Pour mettre en lumière le travail des femmes dans le milieu, les différentes bandes dessinées ont des styles graphiques particulièrement variés. « Quand je vois des styles différents, je comprends que je n’ai pas besoin de rentrer dans un moule pour faire ce que j’aime », confie Mme Milot. En tant qu’illustratrice, ces derniers lui donnent l’occasion de développer son art. Après avoir longtemps cherché la perfection du trait, elle explique qu’elle a appris à accepter la beauté dans l’imperfection du dessin.

Pour Mme Boulanger, pouvoir se retrouver dans le dessin et conserver son univers « naïf » et coloré était également primordial.

Un projet inspirant sur plusieurs plans

Les initiatives de mobilisation de connaissances se font de plus en plus nombreuses dans le monde universitaire. Par l’entremise de « Ma thèse en 180 secondes » et du « Concours interuniversitaire de BD », les deux professeures de l’UdeM encouragent leurs étudiant·e·s à s’essayer à la vulgarisation scientifique. D’ailleurs, des subventions existent à l’UdeM pour soutenir ce type de projet.
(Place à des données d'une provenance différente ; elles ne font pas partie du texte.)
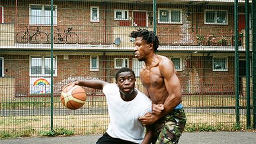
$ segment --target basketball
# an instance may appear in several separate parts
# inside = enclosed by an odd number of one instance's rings
[[[64,88],[60,95],[60,101],[68,108],[76,110],[85,103],[87,95],[85,89],[79,86],[71,85]]]

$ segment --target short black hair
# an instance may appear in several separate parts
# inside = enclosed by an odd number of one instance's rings
[[[118,77],[119,76],[119,73],[120,73],[121,72],[132,72],[132,73],[133,74],[133,75],[135,78],[135,73],[134,73],[133,71],[132,71],[129,68],[123,67],[123,68],[121,68],[120,69],[119,69],[119,71],[117,71],[117,72],[116,73],[116,81],[117,81],[117,79],[118,79]]]
[[[132,38],[142,37],[142,39],[146,41],[147,44],[153,43],[154,52],[157,52],[159,45],[158,36],[153,31],[149,31],[146,29],[138,28],[136,31],[133,31],[130,36]]]

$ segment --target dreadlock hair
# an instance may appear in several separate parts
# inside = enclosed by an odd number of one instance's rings
[[[132,72],[132,73],[133,74],[133,75],[135,78],[135,73],[134,73],[133,71],[132,71],[131,69],[130,69],[129,68],[123,67],[123,68],[121,68],[120,69],[119,69],[119,71],[117,71],[117,72],[116,73],[116,81],[117,81],[117,79],[118,79],[118,77],[119,76],[119,73],[120,73],[121,72]]]
[[[149,31],[146,29],[138,28],[136,31],[133,31],[130,36],[130,37],[137,38],[142,37],[147,44],[153,43],[153,48],[155,52],[157,52],[157,49],[159,45],[158,36],[153,31]]]

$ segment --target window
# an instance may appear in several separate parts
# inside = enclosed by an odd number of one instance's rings
[[[4,23],[4,7],[0,6],[0,23]]]
[[[99,62],[98,62],[98,56],[90,56],[90,71],[99,71],[98,63]]]
[[[115,20],[129,20],[128,10],[114,10]]]
[[[114,68],[120,69],[123,67],[129,67],[129,59],[127,58],[115,58]]]
[[[31,5],[30,7],[30,25],[50,25],[51,6],[41,5]],[[53,7],[53,24],[57,24],[56,6]]]
[[[91,22],[100,21],[99,13],[98,7],[91,7]]]
[[[204,24],[228,24],[227,11],[206,10]]]
[[[174,66],[176,71],[181,71],[182,69],[182,61],[181,58],[173,57],[171,58],[171,61],[174,63]]]
[[[158,9],[158,23],[181,24],[182,11],[181,9]]]
[[[4,57],[0,57],[0,77],[4,76]]]
[[[228,71],[228,57],[213,57],[213,71]]]
[[[50,76],[50,57],[30,57],[30,76]],[[57,75],[57,60],[53,57],[53,75]]]

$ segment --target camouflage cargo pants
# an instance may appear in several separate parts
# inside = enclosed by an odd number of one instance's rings
[[[187,121],[184,108],[174,110],[155,124],[152,143],[178,143]]]

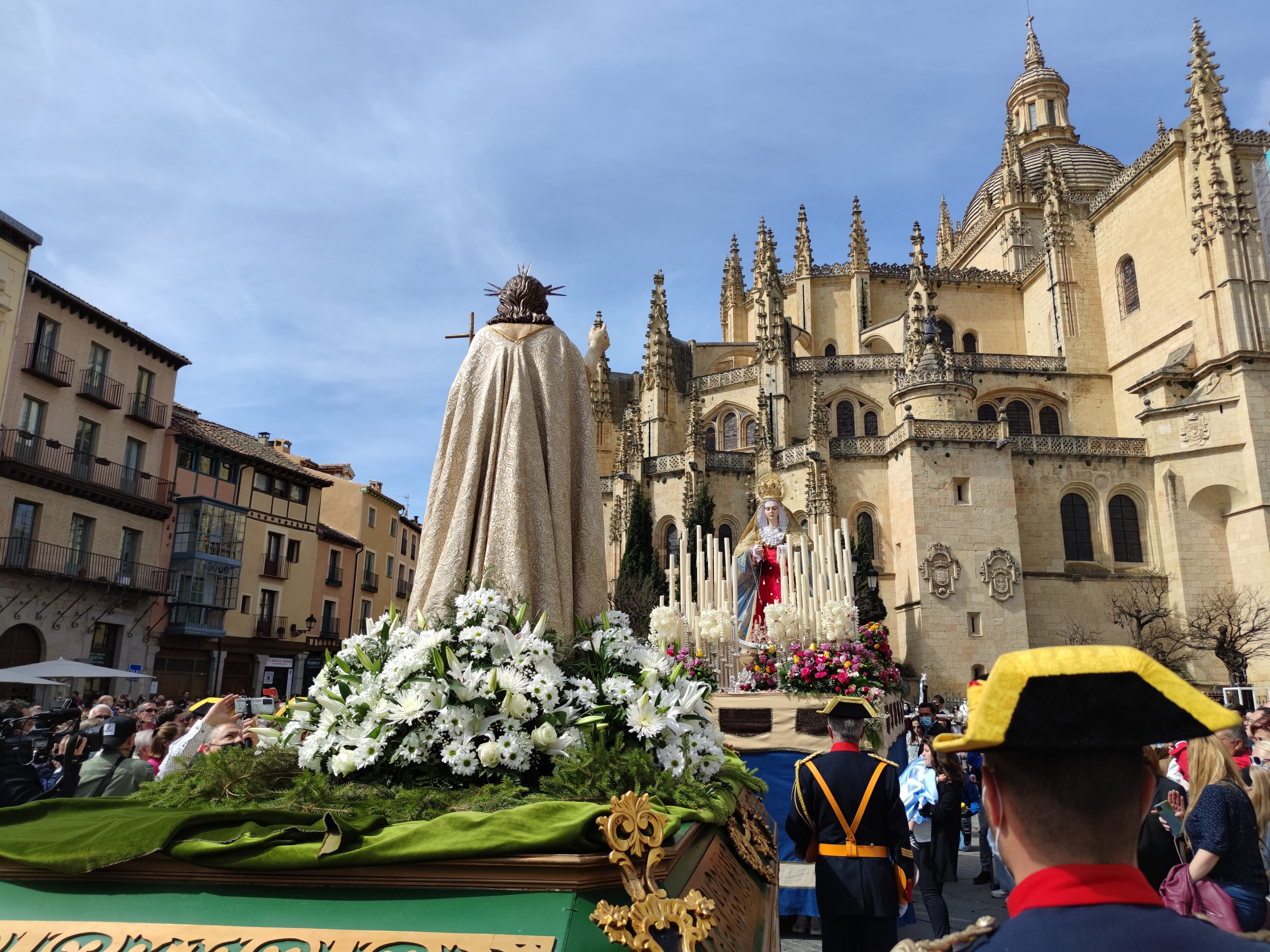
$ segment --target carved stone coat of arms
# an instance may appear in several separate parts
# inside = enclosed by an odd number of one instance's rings
[[[931,594],[947,598],[955,592],[954,584],[961,575],[961,562],[952,557],[952,550],[942,542],[930,547],[922,560],[922,578],[931,585]]]
[[[1019,561],[1008,548],[993,548],[979,566],[979,578],[998,602],[1005,602],[1015,594],[1015,583],[1022,576]]]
La première édition de « Chercheuses en BD », en 2022, comptait 11 duos de chercheuses et d’illustratrices. Un an et demi plus tard, 42 femmes ont répondu à l’appel pour y collaborer et créer 21 œuvres uniques. 

Comme le souligne Mme Milot, « c’est impressionnant de voir qu’il y a encore autant de monde pour participer à ce projet ». Cette participation témoigne de l’engouement grandissant pour la vulgarisation scientifique. 

La réalisation des planches de bande dessinée a inspiré les participantes rencontrées. Mme Nekka souhaite que des bandes dessinées représentant des parcours comme le sien puissent être distribuées dans les écoles afin d’encourager les jeunes à poursuivre une carrière dans les sciences. Elle aimerait également pouvoir traduire en arabe et en anglais la planche qu’elle a réalisée en collaboration avec Mme Boulanger pour la distribuer en Algérie, son pays natal.

Mme Laventure envisage pour sa part de lancer des projets de vulgarisation qui mettraient en relation des étudiant·e·s de l’UdeM de diverses facultés afin de promouvoir le partage de connaissances et d’expertises. Dans le futur, Mme Milot projette quant à elle de travailler sur une bande dessinée de vulgarisation plus longue, dotée d’une narration plus complète.

Après son lancement à l’UdeM, l’exposition sera présentée au Centre des sciences de Montréal en février et à l’Université du Québec en Outaouais en mars prochain. Elle sera ensuite accueillie par le Festival BD de Montréal en mai.